Climate misinformation has virtually ceased to exist in the worldwide mainstream print and online media, according to a new study by the Alliance for Science which analysed more than 300,000 climate-related news stories over a six-month period.
“Climate denialism is dead as a news media phenomenon,” said study lead author Mark Lynas at a media event to mark the release of the new findings at the Climate Action Zone, a side event of the ongoing Africa Climate Summit in Nairobi, Kenya on 5 September 2023.
Mr Lynas is an author of several climate books and head of research at the Alliance for Science. The launch is hosted by the Africa Science Media Centre, part of the global SMC network which helps scientists connect with media worldwide.
Lynas pointed out that 99.98 percent of analysed media coverage did not contradict the scientific consensus on the reality and seriousness of human-caused climate change, a figure which nearly exactly parallels the 99.6 percent consensus which he found as lead author of a recent comprehensive study of the peer-reviewed literature on climate change.
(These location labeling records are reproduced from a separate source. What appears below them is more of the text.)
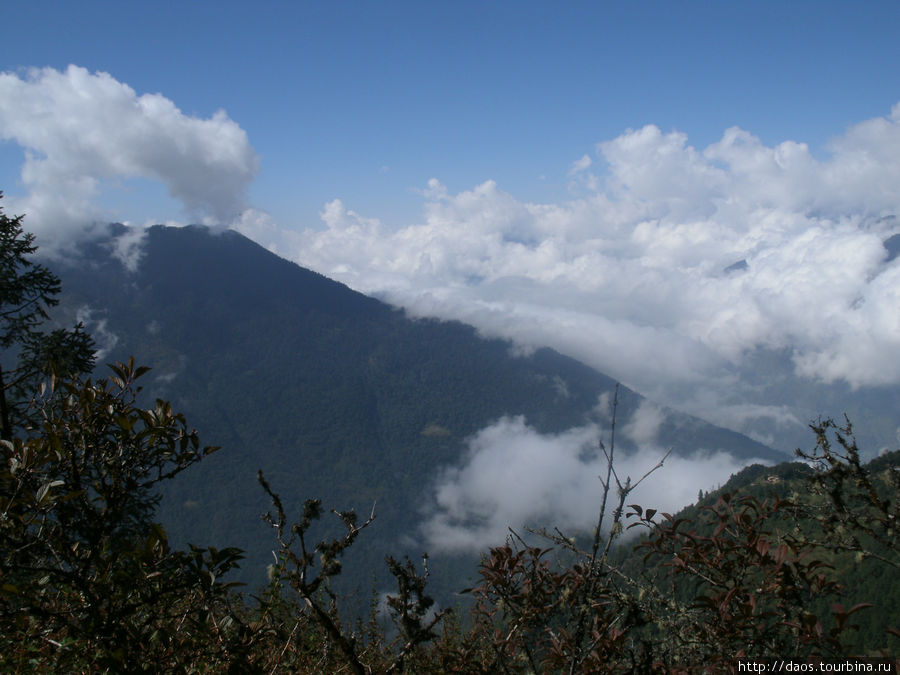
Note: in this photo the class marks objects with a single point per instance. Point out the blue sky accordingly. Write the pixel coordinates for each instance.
(366, 101)
(578, 175)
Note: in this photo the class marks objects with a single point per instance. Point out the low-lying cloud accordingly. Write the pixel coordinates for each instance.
(513, 476)
(673, 268)
(78, 129)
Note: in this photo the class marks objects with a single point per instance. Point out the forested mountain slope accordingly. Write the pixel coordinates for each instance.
(331, 393)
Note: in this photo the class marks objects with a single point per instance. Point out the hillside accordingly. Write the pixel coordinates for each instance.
(332, 394)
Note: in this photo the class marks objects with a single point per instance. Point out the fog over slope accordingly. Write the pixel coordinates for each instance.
(746, 283)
“The consensus is well over 99 percent in both the scientific literature and the world’s media,” Lynas said, adding that “the debate about whether climate change is real is well and truly over, and is now almost entirely relegated to the lunatic fringe and, of course, social media. The era of false balance, where you used to have a scientist always balanced with a climate denier in news stories, is definitively over.”
In order to estimate the proportion of climate misinformation in the world’s press, the study analysed six false climate-sceptic themes which emerged on social media and examined their ‘breakout’ occurrence rates in wide-circulation global news stories. It found only 59 articles containing unchallenged misinformation on these themes in 321,553 climate-related articles, a misinformation rate of just 0.02 percent.
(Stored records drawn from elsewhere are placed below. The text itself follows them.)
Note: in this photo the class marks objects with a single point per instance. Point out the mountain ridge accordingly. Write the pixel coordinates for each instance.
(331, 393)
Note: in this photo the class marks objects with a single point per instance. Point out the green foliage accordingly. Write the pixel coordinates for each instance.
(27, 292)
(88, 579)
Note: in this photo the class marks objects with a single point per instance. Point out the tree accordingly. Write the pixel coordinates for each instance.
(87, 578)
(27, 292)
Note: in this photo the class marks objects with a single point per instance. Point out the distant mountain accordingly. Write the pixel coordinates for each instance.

However, because of the enormous volume of media coverage on climate change, even this small 0.02 percent proportion was estimated to have a reach of 4.4 billion. The majority of this misinformation was carried on mainstream outlets like Yahoo! and MSN via PR distribution networks, as well as right-wing and conspiracist media such as Epoch Times.
Only two of the six themes received significant breakout coverage in mainstream news. The first was related to a ‘World Climate Declaration’ supposedly signed by 1,500 scientists, which claims that the current warming may be partly ‘natural’, that it is ‘far slower than predicted’, that models are ‘inadequate’ and that CO2 is ‘plant food’ and therefore ‘not a pollutant’. (All these claims have been debunked, and the signatory list contains almost no actively-publishing climate scientists.)
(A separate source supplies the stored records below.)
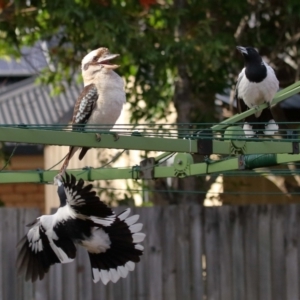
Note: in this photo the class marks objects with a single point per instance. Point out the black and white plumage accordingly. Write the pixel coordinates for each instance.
(102, 98)
(257, 84)
(112, 241)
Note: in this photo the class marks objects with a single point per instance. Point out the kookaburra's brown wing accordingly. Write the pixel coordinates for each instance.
(83, 109)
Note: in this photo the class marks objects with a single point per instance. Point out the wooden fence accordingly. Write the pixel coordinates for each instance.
(191, 252)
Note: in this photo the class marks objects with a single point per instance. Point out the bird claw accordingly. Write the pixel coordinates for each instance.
(116, 136)
(58, 179)
(98, 137)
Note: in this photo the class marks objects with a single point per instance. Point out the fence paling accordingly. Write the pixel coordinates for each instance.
(191, 252)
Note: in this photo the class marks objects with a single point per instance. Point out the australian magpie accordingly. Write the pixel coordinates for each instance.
(112, 241)
(257, 84)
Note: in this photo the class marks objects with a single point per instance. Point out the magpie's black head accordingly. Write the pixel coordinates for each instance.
(255, 68)
(250, 54)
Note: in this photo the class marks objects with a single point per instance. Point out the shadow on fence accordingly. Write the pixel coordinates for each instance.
(191, 252)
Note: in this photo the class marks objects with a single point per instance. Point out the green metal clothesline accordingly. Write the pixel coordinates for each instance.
(245, 153)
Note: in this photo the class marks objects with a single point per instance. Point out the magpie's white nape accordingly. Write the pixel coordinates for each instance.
(256, 84)
(112, 241)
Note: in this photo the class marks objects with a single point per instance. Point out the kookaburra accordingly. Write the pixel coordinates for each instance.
(102, 98)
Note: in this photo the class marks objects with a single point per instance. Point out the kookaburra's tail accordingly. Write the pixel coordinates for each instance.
(124, 251)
The second misinformation theme related to the claim that the ongoing climate emergency is ‘fake’ because warming so far has been “mild” and that “life on Earth thrived (and was far greener) when CO2 levels were at least 5X higher than today’s”. This has been promulgated by pro-fossil fuels advocates. The other four themes, variously claiming that Greenland is not losing ice and that wind turbines are toxic, achieved negligible coverage.
“Our findings are good news for the world leaders currently attending the Africa Climate Summit here in Nairobi,” commented Alliance for Science director Dr Sheila Ochugboju. “We show that the media conversation on climate change has now clearly moved on from denialist talking points.”
But, she cautioned: “This is only the beginning. Overt climate misinformation may be relegated to the margins but the power of the fossil fuels lobby means that things have shifted from denial to delay. We need rapid action to rescue the 1.5-degree Paris target and to ensure sufficient funding for climate resilience and growth in vulnerable regions like sub-Saharan Africa.”
At the Nairobi climate summit, the Alliance for Science is hosting several parallel events in a Climate Action Zone focusing on food security, climate resilience and combating anti-science misinformation.